QUESTION.- Avez-vous abordé les problèmes entre le Sénégal et la Mauritanie ? Vos discussions ont-elles fait avancer ce problème ?
- LE PRESIDENT.- C'est un problème, malheureusement, dont j'ai eu l'occasion de parler très souvent avec le Président Diouf. Depuis que ce conflit dure, la France se trouve constamment invoquée par l'un et l'autre des antagonistes. Nous avons constamment rencontré les uns et les autres, nous avons uni nos efforts à ceux du Président Traore, du Président Moubarak, et, dans la déclaration finale que je ne vous lis pas mais qui vous sera communiquée, un paragraphe précise que les chefs d'Etat insistent pour que, sous l'égide de l'OUA, le différend trouve une solution, que les incidents qui éprouvent les populations cessent et que les relations amicales reprennent.\
QUESTION.- Je voudrais savoir si vous avez évoqué avec les chefs d'Etat rassemblés autour de vous la politique que Jean-Pierre Cot avait prônée, quand il était ministre de la coopération. N'a-t-il pas eu raison trop tôt ?
- LE PRESIDENT.- Je me réjouis que le Figaro prenne tardivement la défense de Jean-Pierre Cot !... Je ne sais pas s'il avait raison ou tort. Quand on pourra développer les thèses qui étaient en présence, on pourra en débattre. Mais il s'agit d'un départ déjà un peu ancien, puisque cela remonte à 1982 ou 1983, 1982 je crois. On est en 1990, alors je ne peux pas vous répondre là-dessus. Que vouliez-vous savoir ?
- QUESTION.- N'y a-t-il pas eu un règlement de compte ?

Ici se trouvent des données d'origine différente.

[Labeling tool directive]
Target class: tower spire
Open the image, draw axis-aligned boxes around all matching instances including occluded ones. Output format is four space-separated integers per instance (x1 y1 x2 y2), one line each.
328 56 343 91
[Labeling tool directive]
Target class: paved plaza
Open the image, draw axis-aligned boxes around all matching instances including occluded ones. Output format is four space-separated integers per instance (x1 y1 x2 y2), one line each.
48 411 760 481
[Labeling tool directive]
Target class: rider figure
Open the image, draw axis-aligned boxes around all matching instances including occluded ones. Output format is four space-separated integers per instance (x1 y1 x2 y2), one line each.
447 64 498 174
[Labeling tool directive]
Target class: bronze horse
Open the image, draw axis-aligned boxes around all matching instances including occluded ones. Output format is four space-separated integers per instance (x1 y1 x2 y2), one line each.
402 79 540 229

- LE PRESIDENT.- Vous désirez que nous ayons un débat franco-français ?
- QUESTION.- Non, non.
- LE PRESIDENT.- Un règlement de compte entre qui et qui ? Entre le Figaro et moi, entre le Figaro et Jean-Pierre Cot, entre Jean-Pierre Cot et moi ? Je n'ai pas bien compris ce que vous vouliez dire. C'était trop fin.
- QUESTION.- Ce que je voulais dire c'est que Jean-Pierre Cot avait beaucoup parlé de 1981 à 1982 de démocratisation.
- LE PRESIDENT.- Eh bien, nous en avons tous beaucoup parlé, depuis 1981 et avant. Jean-Pierre Cot, c'est moi autant que Pierre Mauroy qui l'avons nommé et nous avons travaillé en confiance. Ce qui nous a séparés, c'est la thèse qu'il avançait sur la suppression du ministère de la coopération, pour que ce ministère soit joint au ministère des affaires étrangères. Cette jonction a été refusée et je continue de penser qu'il faut un ministère de la coopération. Voilà la seule réponse politique intéressante que je puis vous fournir.\
QUESTION.- Une phrase de votre discours, monsieur le Président, a fait couler beaucoup d'encre : c'est celle où vous établissez un lien entre l'aide française et les évolutions vers la démocratisation. Est-ce que vous pouvez nous expliquer concrètement comment cela va fonctionner ? Est-ce qu'il y aura une prime à la démocratisation comme le demande le Président Diouf, ou est-ce que vous avez déjà des modalités à l'esprit ? Je voudrais demander au Président Bongo de réagir également à cette idée.
- LE PRESIDENT.- Il y aura une aide normale de la France à l'égard des pays d'Afrique. C'est évident que cette aide traditionnelle, déjà ancienne, sera plus tiède en face de régimes qui se comporteraient de façon autoritaire, sans accepter l'évolution vers la démocratie, et qu'elle sera enthousiaste pour ceux qui franchiront ce pas avec courage et autant qu'il leur sera possible. Voilà ce que cela veut dire.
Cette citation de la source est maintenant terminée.